Когда прошли все сроки ожидания, племя Длиннохвостой Выдры собралось на совет. После долгих обсуждений старейшины решили аргишить в пойму великой сибирской реки – на Енисей, где встреча с русскими купцами была наиболее вероятной. Переход назначили на раннее утро следующего дня. Предстоящая подготовка к аргишу внесла изменения в спокойную жизнь рода. Женщины собирали и упаковывали в потки вещи, мужчины подшивали упряжь, молодёжь разошлась по тайге на поиски оленей. За работой эвенки не сразу заметили появление небольшого каравана своих собратьев из рода Когтистого Медведя. Охотники принесли обнадёживающую весть: русские купцы остановились в нескольких днях перехода, внизу по реке. Подняться до назначенного места мешала паводковая вода, ежедневно набиравшая силу и мощь от таявших снегов.

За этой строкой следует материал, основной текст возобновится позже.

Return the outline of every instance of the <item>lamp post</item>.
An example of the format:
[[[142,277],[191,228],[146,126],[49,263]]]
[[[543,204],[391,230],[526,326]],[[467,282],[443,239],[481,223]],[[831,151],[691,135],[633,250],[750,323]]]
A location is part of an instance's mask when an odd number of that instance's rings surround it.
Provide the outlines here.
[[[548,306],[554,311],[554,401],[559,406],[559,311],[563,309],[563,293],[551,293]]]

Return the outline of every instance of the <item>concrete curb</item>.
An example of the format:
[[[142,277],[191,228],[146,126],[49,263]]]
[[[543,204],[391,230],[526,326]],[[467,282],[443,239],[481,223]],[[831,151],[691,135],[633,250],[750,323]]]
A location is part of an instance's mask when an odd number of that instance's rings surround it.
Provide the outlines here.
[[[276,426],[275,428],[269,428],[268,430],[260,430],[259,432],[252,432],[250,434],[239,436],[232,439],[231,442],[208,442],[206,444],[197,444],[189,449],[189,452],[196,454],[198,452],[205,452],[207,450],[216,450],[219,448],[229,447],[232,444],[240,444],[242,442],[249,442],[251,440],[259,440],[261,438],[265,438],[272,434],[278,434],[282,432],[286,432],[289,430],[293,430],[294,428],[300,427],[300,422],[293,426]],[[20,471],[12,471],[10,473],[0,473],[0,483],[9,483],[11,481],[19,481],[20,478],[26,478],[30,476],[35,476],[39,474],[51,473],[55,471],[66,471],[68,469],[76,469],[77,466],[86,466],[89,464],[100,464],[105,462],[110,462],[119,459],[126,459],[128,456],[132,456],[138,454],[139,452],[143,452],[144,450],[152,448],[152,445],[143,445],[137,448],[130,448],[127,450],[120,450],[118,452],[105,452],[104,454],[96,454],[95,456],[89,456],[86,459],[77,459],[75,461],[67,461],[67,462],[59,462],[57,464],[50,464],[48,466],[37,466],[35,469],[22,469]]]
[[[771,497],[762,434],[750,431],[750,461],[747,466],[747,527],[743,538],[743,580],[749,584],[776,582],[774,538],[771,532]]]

Племя Длиннохвостой Выдры тут же вновь собралось на совет. Старейшины приняли решение кочевать вниз по реке, на покруту с русскими купцами. Однако братья из племени Когтистого Медведя разумно предупредили, что на месте торга уже собралось очень много охотников с оленями и гнать всё стадо вниз по реке было бы просто неразумно, так как огромное количество животных может вызвать большую путаницу между оленями. Тогда старейшины пересмотрели своё мнение. Было решено оставить стадо на месте, а на покруту с купцами отправить по несколько человек от каждой семьи.

По закону предков племени охранять родовое стадо должен остаться кто-то из сыновей Загбоя. Поддерживать тепло очага в чуме предстояло Пэкте. Это Загбой решил давно, ещё прошлой осенью. Твёрдое слово главы семьи поставило точку и этим вечером. Загбой приказал остаться на стойбище Хактыну и Пэкте. Он, Калин и Ченка стали собираться в дорогу.

Но хитрая Пэкта разрешила все иначе. Ей, испытавшей все «прелести и вкусы» покруты, очень хотелось попасть на торг. В добавление к приобретаемым продуктам и товару она желала как можно скорее вновь испытать вкус «огненной воды». Втайне от мужа предложила старому Гухэ оставить Загбоя сторожить оленей.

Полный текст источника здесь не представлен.